I learned about another cognitive bias this morning – the curse of knowledge. Wikipedia explains.

The curse of knowledge is a cognitive bias that leads better-informed parties to find it extremely difficult to think about problems from the perspective of lesser-informed parties. The effect was first described in print by the economists Colin Camerer, George Loewenstein and Martin Weber, though they give original credit for suggesting the term to Robin Hogarth.
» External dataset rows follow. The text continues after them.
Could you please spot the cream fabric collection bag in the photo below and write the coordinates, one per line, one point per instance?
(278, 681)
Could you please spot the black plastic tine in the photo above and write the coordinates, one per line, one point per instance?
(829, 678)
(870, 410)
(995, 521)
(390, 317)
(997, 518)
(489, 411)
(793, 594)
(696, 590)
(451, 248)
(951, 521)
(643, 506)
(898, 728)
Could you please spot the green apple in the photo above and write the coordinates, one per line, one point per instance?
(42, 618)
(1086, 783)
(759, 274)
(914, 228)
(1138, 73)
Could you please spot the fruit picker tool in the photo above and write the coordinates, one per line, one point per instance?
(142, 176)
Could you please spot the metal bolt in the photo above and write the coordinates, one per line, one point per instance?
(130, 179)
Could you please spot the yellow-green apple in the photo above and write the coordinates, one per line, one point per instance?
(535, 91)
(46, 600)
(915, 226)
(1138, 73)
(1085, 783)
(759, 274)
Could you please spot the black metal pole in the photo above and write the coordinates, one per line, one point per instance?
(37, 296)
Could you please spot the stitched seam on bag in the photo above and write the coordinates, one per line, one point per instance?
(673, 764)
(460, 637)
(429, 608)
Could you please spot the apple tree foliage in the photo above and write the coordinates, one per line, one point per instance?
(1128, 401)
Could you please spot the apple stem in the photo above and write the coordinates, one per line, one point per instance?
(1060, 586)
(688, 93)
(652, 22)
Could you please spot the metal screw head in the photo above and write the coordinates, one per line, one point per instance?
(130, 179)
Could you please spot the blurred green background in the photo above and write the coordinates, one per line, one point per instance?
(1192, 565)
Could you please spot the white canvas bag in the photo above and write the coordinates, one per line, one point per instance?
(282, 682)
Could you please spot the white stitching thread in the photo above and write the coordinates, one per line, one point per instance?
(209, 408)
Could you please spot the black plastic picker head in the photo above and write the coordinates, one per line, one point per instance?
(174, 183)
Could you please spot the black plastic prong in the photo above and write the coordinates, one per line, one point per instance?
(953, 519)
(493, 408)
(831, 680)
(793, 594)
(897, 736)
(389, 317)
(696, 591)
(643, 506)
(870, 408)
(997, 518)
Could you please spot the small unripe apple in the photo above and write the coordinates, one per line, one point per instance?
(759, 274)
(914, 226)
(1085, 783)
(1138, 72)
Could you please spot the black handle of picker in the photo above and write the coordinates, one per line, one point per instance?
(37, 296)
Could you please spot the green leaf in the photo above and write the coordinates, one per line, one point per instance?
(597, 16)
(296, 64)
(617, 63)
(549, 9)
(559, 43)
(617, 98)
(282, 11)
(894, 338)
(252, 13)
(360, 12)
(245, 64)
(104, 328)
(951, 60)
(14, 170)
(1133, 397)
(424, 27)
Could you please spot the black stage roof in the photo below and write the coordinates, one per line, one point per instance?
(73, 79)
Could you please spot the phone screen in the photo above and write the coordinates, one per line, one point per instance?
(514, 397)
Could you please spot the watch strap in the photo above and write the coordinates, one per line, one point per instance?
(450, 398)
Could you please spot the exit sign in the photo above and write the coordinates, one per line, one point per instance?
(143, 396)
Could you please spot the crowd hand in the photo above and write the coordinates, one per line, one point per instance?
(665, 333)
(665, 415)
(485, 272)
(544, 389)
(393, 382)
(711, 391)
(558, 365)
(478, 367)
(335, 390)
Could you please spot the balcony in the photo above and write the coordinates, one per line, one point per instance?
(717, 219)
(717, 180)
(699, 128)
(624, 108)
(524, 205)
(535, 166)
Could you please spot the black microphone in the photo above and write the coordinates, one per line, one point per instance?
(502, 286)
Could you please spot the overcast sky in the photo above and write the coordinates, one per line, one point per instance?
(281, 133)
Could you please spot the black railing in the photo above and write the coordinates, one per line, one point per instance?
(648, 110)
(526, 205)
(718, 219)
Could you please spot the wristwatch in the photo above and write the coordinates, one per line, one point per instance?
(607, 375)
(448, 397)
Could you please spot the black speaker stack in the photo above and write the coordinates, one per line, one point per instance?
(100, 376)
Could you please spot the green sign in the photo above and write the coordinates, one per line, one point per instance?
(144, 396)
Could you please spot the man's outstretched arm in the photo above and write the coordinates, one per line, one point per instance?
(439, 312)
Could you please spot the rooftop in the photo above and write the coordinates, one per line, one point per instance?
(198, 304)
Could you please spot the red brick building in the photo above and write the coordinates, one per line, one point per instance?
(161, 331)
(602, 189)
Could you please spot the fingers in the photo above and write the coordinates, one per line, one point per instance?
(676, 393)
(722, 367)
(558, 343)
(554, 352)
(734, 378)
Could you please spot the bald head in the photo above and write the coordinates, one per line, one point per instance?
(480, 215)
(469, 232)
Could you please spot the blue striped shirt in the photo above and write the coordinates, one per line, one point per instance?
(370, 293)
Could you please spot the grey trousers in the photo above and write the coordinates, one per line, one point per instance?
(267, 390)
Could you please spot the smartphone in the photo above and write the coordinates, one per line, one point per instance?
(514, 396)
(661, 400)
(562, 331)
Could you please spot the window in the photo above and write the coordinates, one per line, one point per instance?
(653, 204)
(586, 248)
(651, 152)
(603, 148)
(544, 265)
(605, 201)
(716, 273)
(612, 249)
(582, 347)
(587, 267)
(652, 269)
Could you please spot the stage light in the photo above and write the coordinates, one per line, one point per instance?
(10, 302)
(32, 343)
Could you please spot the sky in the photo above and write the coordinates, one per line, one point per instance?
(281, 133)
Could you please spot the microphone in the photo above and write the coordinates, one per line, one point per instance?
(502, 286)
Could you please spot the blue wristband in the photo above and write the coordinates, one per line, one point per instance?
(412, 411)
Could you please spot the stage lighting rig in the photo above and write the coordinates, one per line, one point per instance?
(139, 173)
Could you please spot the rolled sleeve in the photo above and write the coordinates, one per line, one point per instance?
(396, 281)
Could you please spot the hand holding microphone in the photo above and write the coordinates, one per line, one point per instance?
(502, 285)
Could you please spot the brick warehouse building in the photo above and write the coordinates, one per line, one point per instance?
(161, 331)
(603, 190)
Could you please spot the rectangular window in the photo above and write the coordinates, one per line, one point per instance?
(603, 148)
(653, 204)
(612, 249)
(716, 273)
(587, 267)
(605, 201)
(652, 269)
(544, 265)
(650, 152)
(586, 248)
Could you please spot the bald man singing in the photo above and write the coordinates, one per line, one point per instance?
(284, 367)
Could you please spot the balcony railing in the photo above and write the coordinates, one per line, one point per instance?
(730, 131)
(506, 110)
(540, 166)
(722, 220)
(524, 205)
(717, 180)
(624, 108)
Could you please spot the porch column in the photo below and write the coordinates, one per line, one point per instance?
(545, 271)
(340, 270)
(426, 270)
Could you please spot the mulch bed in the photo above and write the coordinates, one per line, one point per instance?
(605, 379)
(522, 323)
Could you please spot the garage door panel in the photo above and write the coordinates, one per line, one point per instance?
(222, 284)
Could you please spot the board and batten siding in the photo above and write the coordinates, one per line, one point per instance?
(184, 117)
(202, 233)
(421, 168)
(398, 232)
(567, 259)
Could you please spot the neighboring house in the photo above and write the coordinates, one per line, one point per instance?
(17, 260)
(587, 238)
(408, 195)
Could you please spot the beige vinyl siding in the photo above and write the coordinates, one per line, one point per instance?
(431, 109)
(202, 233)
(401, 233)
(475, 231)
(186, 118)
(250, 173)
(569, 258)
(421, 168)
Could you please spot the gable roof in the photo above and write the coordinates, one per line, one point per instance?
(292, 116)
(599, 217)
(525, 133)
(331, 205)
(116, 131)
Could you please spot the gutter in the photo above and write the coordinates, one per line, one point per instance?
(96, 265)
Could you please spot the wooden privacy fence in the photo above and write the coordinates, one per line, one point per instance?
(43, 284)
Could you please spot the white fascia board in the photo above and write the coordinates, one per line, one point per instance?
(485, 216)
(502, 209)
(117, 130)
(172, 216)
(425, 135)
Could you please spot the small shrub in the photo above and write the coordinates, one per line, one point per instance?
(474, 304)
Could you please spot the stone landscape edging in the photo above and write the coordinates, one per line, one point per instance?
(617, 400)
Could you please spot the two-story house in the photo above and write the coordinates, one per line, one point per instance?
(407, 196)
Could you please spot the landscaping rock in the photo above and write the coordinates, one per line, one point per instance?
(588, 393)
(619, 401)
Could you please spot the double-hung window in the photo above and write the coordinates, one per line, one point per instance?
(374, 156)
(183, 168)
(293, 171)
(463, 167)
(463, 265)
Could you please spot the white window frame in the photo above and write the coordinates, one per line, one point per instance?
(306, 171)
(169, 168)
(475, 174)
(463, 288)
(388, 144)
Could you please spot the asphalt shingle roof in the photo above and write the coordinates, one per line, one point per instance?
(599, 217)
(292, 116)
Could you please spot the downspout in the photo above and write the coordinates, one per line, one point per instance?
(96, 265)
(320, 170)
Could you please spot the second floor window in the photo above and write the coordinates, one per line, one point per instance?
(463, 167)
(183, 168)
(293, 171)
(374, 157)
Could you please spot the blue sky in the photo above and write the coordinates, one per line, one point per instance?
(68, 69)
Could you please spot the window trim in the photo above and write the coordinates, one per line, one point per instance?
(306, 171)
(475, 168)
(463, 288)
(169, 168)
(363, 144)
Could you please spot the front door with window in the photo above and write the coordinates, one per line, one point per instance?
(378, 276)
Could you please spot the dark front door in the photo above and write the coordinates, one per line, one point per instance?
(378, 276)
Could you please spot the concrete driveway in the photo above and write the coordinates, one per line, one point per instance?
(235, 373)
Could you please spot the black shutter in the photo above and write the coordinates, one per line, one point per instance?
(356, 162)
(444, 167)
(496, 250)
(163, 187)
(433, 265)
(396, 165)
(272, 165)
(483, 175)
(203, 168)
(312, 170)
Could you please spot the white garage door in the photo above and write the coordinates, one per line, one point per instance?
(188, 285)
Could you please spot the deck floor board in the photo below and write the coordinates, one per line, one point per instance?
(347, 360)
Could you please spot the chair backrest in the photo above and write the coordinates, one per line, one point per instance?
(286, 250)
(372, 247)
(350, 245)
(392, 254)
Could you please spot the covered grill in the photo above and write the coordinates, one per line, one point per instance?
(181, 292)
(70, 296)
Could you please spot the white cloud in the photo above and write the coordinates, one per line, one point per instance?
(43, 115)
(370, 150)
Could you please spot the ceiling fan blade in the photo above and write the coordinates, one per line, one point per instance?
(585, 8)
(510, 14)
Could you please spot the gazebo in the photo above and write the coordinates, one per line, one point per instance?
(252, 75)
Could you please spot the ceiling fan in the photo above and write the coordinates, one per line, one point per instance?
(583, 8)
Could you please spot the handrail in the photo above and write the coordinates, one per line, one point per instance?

…researchers have linked the curse of knowledge bias with false-belief reasoning in both children and adults, as well as theory of mind development difficulties in children. The curse of knowledge bias reportedly decreases in degree for adults versus children, who experience exaggerated effects; however, it was also found that for adults: “knowledge becomes a more potent curse when it can be combined with a rationale (even if only an implicit one) for inflating one’s estimates of what others know”.

This has a lot of applications.

Comments

  1. says

    Oh goodness yes.

    We all self-reference as a matter of course. Learning to inhibit our self-reference and allow in other perspectives and even group-independent information contrary to what the group believes is a learned skill. If I had to generalize common manifestations I would say that it looks like pretending that the world is identical to one’s experience of it and that we are all like me.

    This is a bias that I keep posted on my mental mirror as I have particular issues inhibiting self-reference. Good routines (or dare I say customs) help as you get more used to understanding other perspectives as a matter of course.

  2. Matt Penfold says

    I don’t think it is that unreasonable to assume that someone wanting to contribute to a discussion and have their opinions taken seriously have some idea what they are talking about. If nothing else, it is just bad manners to proffer an opinion based on ignorance.

  3. RJW says

    Well, we need to establish which opinion is the ‘better informed’, don’t we?

    For example, some people with arts, law or economics degrees are convinced that they’re better informed than climatologists in regard to climate change.

  4. says

    Yeah, this one bites me in the ass from time to time and it definitely used to be way worse when I was a kid. I found out the hard way that a lot of things I took for granted as common knowledge weren’t so common.

  5. Jenora Feuer says

    This one should be well known to anybody who writes, especially in technical writing… this sort of thing is exactly why writing manuals and other user documentation is always difficult, because if you know enough to know how to describe everything, you also know too much to be able to see it as a new user would see it.

  6. says

    Jenora Feuer, exactly; I can’t count how many times I’ve read a computer-related how-to on the Web that seems to presume a huge amount of background knowledge in would-be readers.

  7. Pierce R. Butler says

    Somewhat tangential, and picked up second-hand, but still possibly relevant:

    Brunel, the great railroad engineer, claimed that the drivers of trains should be illiterate because only the unlettered man paid attention.